KABARIKU – Jangan pandang sebelah mata potensi perempuan di panggung parlemen. Keterwakilan perempuan 30 persen pada Pemilu Legislatif 2024 bukanlah angan belaka jika suara perempuan didengar dan diberi kesempatan menduduki singgasana strategis. Bahkan, jika dimulai dari lingkup kecil sekalipun, yakni keluarga. Keterwakilan perempuan di lembaga legislatif sangat penting demi terciptanya kebijakan atas dasar pengalaman hidup dan kondisi nyata kaum perempuan.
“Perjuangan bagi perempuan untuk duduk di kursi parlemen tidak terlepas dari peran internal dan peran eksternal, termasuk dukungan dari keluarga,” tutur Menteri Pemberdayaan Perempuan dan Perlindungan Anak (PPPA), Bintang Puspayoga pada Workshop Percepatan Pencapaian Keterwakilan Perempuan 30 Persen di Pemilu Legislatif Tahun 2024 yang diselenggarakan oleh Kaukus Perempuan Politik Indonesia (KPPI) Jawa Barat di Kota Bandung, Provinsi Jawa Barat, Rabu (11/3/2020).

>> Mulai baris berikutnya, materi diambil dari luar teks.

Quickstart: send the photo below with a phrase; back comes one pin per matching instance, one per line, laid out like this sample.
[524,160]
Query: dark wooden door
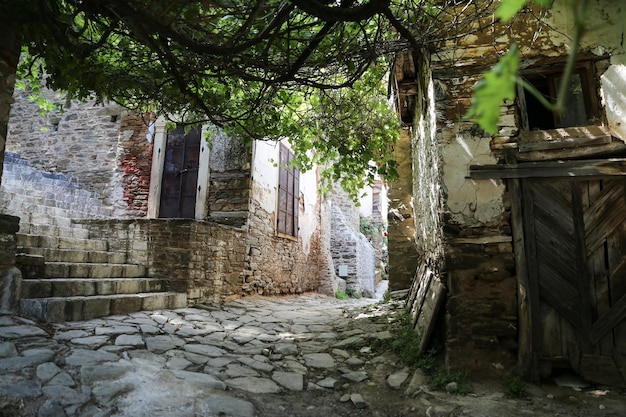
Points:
[180,174]
[575,234]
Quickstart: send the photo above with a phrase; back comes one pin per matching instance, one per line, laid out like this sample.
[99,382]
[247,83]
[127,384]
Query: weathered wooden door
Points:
[575,234]
[180,174]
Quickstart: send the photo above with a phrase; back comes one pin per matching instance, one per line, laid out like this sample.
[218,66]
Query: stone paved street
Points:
[307,355]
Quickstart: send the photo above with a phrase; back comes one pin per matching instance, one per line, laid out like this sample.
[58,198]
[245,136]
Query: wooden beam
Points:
[614,149]
[565,143]
[566,169]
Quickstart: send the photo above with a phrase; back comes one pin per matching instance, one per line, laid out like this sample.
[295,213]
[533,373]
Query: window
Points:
[288,194]
[581,107]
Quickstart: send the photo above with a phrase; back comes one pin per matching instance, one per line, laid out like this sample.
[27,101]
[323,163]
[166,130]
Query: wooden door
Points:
[575,234]
[180,174]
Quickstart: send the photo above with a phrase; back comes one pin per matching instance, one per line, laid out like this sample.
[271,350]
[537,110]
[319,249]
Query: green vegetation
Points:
[341,295]
[513,383]
[501,81]
[315,72]
[346,295]
[405,344]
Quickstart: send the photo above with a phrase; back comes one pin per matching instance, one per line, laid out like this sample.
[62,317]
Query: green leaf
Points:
[497,85]
[508,9]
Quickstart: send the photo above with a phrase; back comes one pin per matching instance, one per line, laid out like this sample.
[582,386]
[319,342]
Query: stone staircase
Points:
[67,274]
[73,278]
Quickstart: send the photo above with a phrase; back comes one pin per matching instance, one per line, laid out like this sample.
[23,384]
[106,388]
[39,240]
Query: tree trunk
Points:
[9,55]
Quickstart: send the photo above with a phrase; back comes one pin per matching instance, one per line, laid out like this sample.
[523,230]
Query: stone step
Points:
[80,256]
[46,211]
[73,287]
[58,309]
[93,270]
[39,241]
[75,232]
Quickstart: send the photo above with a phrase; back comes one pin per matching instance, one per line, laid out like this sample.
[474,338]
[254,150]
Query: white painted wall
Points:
[614,99]
[265,160]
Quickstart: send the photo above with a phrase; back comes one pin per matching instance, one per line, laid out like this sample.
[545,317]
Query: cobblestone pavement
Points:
[307,355]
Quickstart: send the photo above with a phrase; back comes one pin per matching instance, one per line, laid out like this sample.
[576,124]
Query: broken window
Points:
[581,103]
[288,194]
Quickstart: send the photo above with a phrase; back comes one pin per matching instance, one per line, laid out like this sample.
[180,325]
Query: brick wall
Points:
[101,149]
[134,162]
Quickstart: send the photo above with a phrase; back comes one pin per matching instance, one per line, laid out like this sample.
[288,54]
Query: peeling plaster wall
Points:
[614,98]
[280,264]
[481,307]
[475,203]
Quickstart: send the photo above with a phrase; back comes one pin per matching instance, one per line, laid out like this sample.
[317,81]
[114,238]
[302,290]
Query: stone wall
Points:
[351,249]
[101,149]
[481,309]
[229,186]
[278,264]
[204,259]
[403,255]
[10,275]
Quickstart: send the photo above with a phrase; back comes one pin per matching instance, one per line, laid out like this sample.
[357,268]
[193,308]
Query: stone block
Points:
[125,304]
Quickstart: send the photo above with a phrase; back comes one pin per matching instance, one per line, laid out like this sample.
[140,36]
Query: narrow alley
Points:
[307,355]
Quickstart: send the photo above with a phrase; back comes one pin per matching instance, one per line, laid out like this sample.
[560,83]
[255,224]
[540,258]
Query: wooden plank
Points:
[528,359]
[601,370]
[590,132]
[610,149]
[565,143]
[551,332]
[582,275]
[427,318]
[532,311]
[605,214]
[600,300]
[609,320]
[552,169]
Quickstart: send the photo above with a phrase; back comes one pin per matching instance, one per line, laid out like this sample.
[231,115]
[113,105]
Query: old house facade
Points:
[521,236]
[213,220]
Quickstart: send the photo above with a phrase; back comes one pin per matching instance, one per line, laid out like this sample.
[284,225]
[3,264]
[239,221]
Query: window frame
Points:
[553,74]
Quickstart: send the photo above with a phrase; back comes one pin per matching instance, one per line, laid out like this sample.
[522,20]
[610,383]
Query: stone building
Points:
[211,220]
[520,237]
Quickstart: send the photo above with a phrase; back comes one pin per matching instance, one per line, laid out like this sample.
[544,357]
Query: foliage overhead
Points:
[310,70]
[499,83]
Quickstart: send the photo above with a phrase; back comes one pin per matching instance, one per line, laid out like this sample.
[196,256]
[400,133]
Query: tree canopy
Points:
[310,70]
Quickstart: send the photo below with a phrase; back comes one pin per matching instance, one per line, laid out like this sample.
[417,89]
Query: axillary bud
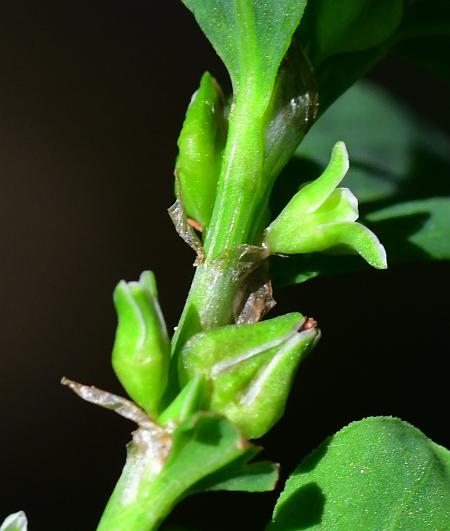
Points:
[322,217]
[201,144]
[141,351]
[249,368]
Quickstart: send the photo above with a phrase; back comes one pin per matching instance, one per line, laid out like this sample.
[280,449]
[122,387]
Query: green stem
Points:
[142,498]
[213,291]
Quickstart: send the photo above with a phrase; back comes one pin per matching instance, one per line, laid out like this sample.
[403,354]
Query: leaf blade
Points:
[378,473]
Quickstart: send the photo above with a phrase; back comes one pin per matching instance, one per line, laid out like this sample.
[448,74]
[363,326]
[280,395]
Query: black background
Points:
[92,97]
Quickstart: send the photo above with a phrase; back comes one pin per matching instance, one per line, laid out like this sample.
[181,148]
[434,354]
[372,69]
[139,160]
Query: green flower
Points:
[249,368]
[321,217]
[141,351]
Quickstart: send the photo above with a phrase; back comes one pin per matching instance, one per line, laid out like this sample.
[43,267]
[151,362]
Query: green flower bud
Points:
[141,351]
[249,368]
[201,145]
[189,401]
[321,217]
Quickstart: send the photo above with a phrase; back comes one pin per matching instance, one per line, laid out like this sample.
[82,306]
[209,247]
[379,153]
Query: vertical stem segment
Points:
[213,290]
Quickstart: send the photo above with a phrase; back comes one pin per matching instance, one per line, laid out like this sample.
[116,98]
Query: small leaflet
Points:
[185,229]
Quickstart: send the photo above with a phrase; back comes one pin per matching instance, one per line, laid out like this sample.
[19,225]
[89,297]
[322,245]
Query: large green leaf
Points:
[399,171]
[250,36]
[376,474]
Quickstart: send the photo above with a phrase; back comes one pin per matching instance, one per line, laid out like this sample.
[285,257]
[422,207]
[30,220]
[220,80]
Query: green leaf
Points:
[141,351]
[400,180]
[205,452]
[250,36]
[15,522]
[201,144]
[241,475]
[209,453]
[250,368]
[378,473]
[341,27]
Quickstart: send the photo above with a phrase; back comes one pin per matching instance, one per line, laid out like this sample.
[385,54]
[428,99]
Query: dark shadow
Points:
[303,509]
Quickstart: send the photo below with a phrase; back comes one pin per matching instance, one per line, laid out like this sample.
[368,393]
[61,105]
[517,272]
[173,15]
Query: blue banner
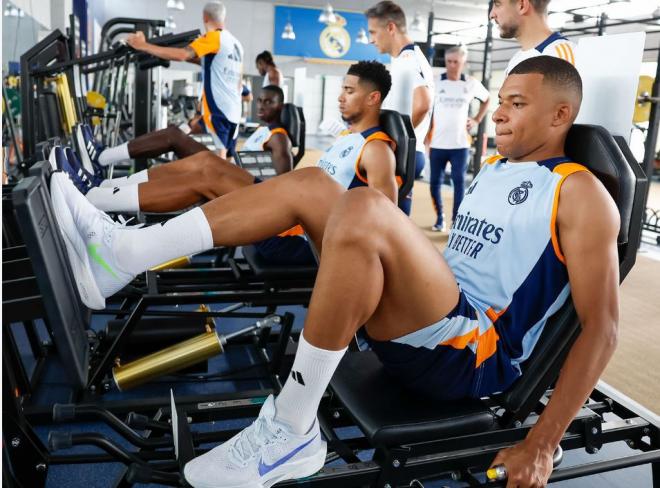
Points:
[323,41]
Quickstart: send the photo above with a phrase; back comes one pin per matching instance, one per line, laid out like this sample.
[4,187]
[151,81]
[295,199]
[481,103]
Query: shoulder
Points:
[584,201]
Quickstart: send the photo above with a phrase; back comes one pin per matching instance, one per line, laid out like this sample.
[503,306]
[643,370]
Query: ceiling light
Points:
[417,24]
[362,37]
[328,15]
[288,33]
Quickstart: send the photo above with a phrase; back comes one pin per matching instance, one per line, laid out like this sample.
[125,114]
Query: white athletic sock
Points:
[113,155]
[115,199]
[137,250]
[298,402]
[134,179]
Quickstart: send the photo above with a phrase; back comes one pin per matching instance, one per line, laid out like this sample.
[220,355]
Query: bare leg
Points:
[180,184]
[377,268]
[162,141]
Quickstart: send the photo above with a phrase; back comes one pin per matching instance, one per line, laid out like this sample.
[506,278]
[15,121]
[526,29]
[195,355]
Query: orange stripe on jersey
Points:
[493,315]
[293,231]
[376,136]
[276,130]
[565,170]
[486,343]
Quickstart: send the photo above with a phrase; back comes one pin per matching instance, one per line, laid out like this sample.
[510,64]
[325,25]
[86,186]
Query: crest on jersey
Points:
[519,194]
[346,152]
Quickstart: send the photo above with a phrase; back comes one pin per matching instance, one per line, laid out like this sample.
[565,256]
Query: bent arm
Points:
[379,165]
[588,224]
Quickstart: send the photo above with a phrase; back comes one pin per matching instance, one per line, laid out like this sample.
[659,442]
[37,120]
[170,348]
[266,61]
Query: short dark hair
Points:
[374,73]
[388,12]
[556,72]
[266,57]
[276,90]
[541,6]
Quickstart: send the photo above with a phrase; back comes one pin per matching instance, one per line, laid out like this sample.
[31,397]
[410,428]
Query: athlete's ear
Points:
[564,114]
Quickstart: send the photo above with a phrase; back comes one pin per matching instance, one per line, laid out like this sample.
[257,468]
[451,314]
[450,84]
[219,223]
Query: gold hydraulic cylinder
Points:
[173,358]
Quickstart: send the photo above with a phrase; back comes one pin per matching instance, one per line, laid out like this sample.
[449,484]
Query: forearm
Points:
[582,369]
[169,53]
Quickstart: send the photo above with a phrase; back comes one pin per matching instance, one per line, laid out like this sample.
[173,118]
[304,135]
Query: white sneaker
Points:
[88,235]
[263,454]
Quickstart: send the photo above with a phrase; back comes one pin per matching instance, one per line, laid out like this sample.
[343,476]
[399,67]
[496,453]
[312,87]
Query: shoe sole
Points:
[301,468]
[80,265]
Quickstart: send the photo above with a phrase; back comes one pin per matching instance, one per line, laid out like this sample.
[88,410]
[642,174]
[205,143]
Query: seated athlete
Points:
[200,177]
[532,229]
[363,157]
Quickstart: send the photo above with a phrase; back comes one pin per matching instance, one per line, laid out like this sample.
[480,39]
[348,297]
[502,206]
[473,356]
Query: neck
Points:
[453,76]
[548,150]
[533,32]
[367,121]
[400,41]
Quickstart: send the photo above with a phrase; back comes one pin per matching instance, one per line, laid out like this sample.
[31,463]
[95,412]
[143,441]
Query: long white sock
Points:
[137,250]
[115,199]
[113,155]
[134,179]
[298,402]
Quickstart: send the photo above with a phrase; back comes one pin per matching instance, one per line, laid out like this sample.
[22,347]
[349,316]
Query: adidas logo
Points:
[297,377]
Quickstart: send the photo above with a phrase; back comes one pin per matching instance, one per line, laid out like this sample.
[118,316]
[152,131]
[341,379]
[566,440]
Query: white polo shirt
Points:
[450,111]
[555,45]
[410,70]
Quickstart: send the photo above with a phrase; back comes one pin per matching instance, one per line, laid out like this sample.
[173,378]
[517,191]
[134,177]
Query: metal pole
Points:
[652,133]
[485,80]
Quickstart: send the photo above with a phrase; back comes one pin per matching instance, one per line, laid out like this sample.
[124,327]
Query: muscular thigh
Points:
[419,288]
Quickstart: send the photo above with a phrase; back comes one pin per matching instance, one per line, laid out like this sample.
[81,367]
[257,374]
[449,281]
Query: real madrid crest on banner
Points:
[335,41]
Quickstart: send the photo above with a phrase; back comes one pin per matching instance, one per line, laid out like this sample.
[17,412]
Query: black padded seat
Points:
[266,270]
[401,417]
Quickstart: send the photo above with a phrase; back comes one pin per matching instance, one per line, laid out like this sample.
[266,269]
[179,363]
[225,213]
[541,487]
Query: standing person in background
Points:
[267,68]
[412,77]
[221,57]
[451,124]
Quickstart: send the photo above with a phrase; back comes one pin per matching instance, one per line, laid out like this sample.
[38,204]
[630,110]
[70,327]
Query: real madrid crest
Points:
[335,41]
[519,194]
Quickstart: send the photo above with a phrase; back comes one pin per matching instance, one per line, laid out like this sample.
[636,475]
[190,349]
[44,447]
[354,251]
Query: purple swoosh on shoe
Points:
[266,468]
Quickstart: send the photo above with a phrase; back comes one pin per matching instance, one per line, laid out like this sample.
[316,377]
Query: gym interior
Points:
[151,115]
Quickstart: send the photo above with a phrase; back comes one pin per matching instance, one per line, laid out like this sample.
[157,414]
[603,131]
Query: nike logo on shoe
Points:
[93,251]
[267,468]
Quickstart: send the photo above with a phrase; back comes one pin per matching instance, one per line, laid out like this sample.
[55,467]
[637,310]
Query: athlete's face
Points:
[269,107]
[454,62]
[506,15]
[528,117]
[355,97]
[380,34]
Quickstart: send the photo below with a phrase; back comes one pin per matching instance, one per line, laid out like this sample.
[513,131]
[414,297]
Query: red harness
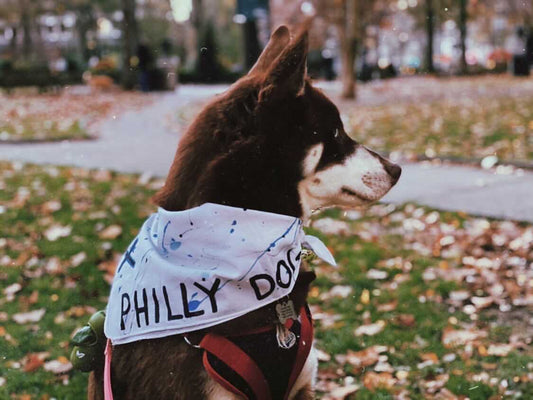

Menteri Bintang melanjutkan, masih termajinalkannya posisi perempuan di dunia politik karena masih kentalnya budaya patriarki. Hal ini membuat perempuan harus berjuang ekstra untuk memenuhi keterwakilannya di kursi parlemen. Namun, Menteri Bintang juga mengingatkan satu hal yang harus perempuan Indonesia pegang adalah Konstitusi Republik Indonesia (Undang-Undang Dasar 1945) telah menjamin hak-hak yang sama antara laki-laki dan perempuan, termasuk hak untuk mengemukakan pendapat.
“Maka, tidak ada yang membatasi kiprah perempuan di kancah legislatif,” paparnya.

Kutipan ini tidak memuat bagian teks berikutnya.